1. a kind of exercising method of Oral English Practice, which comprises the following steps:

Described computer literal this document is translated into standard audio；

The mel-frequency cepstrum coefficient for stating testing audio and the standard audio is extracted respectively, is calculated according to hidden Markov model The phoneme posterior probability of the testing audio and the standard audio determines the testing audio according to the phoneme posterior probability The opposite percentage with the standard audio scores, and exports the standard audio and percentage scoring.

2. the exercising method of Oral English Practice as described in claim 1, which is characterized in that described to translate to the testing audio Computer literal this document specifically includes the following steps:

The testing audio is converted into speech waveform signal, frequency spectrum or cepstral analysis are carried out to the speech waveform signal, mentioned Acoustic feature value corresponding with the speech waveform signal is taken, model recognition training, determination pair are carried out to the acoustic feature value The acoustic model and language model answered；

Contacting between the acoustic feature value and sentence pronunciation modeling unit is created by the acoustic model, and determines given text Word issues the probability of corresponding voice；

The language model disassembles complete sentence for single word according to chain rule, and determines the probability that current word occurs；

The probability of corresponding voice and the probability of current word appearance are issued according to the given text, export optimal text sequence Column.

3. the exercising method of Oral English Practice as described in claim 1, which is characterized in that state testing audio in described extract respectively Before the mel-frequency cepstrum coefficient of the standard audio, it is described by described computer literal this document translate to standard audio it Afterwards, further comprising the steps of:

Respectively to the intrinsic decline of phonetic speech power corresponding with the standard audio and testing audio spectrum and by articulatory system Oppressive high frequency section is supplemented；

4. the exercising method of Oral English Practice as claimed in claim 3, which is characterized in that it is described respectively extract state testing audio and The mel-frequency cepstrum coefficient of the standard audio, specifically includes the following steps:

5. a kind of exercise system of Oral English Practice characterized by comprising

The testing audio is translated to computer literal this document for receiving spoken testing audio by audio conversion module；

Audio comparison module, for extracting the mel-frequency cepstrum coefficient for stating testing audio and the standard audio respectively, according to Hidden Markov model calculates the phoneme posterior probability of the testing audio Yu the standard audio, general according to the phoneme posteriority Rate determines that the opposite percentage with the standard audio of the testing audio scores, and exports the standard audio and described hundred Divide than scoring.

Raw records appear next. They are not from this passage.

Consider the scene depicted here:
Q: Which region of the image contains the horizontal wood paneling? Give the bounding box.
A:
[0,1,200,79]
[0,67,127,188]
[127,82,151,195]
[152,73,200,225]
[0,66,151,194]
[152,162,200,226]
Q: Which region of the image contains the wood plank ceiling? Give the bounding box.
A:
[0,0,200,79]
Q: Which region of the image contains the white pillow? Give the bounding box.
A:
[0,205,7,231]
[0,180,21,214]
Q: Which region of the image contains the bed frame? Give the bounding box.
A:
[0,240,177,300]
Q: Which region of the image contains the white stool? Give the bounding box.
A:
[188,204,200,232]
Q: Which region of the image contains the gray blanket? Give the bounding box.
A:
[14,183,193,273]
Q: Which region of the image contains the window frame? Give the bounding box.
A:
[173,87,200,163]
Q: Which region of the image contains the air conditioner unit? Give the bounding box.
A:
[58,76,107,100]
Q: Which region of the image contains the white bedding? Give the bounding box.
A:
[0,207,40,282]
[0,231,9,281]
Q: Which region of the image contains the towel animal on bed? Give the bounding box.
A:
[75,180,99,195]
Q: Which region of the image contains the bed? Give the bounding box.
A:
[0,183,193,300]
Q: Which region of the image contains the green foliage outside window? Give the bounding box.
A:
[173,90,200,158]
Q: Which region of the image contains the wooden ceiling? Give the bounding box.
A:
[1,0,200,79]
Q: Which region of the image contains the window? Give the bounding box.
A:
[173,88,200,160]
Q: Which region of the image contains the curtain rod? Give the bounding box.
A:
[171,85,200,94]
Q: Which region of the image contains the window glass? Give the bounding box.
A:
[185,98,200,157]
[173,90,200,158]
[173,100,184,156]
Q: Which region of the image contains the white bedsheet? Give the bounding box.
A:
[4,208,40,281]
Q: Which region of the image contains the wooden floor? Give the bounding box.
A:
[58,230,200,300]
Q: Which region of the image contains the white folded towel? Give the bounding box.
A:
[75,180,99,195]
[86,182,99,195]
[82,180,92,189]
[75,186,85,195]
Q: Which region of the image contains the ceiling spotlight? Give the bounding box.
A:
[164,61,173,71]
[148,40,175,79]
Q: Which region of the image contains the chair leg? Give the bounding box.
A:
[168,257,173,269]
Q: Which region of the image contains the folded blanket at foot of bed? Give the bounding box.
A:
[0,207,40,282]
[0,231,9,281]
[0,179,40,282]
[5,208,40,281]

6. the exercise system of Oral English Practice as claimed in claim 5, which is characterized in that the audio conversion module is by the survey Audition frequency translates to the concrete operations of computer literal this document execution are as follows:

7. the exercise system of Oral English Practice as claimed in claim 5, which is characterized in that the audio comparison module is also used to Constrain respectively to the intrinsic decline of phonetic speech power corresponding with the standard audio and testing audio spectrum and by articulatory system High frequency section supplemented；

8. the exercise system of Oral English Practice as claimed in claim 7, which is characterized in that the audio comparison module is also used to The time domain waveform of every frame audio of standard audio and testing audio after supplement is converted into frequency domain figure；

9. a kind of storage medium, is stored thereon with program instruction, which is characterized in that described program instruction is being executed by processor When, realize the described in any item methods of Claims 1-4.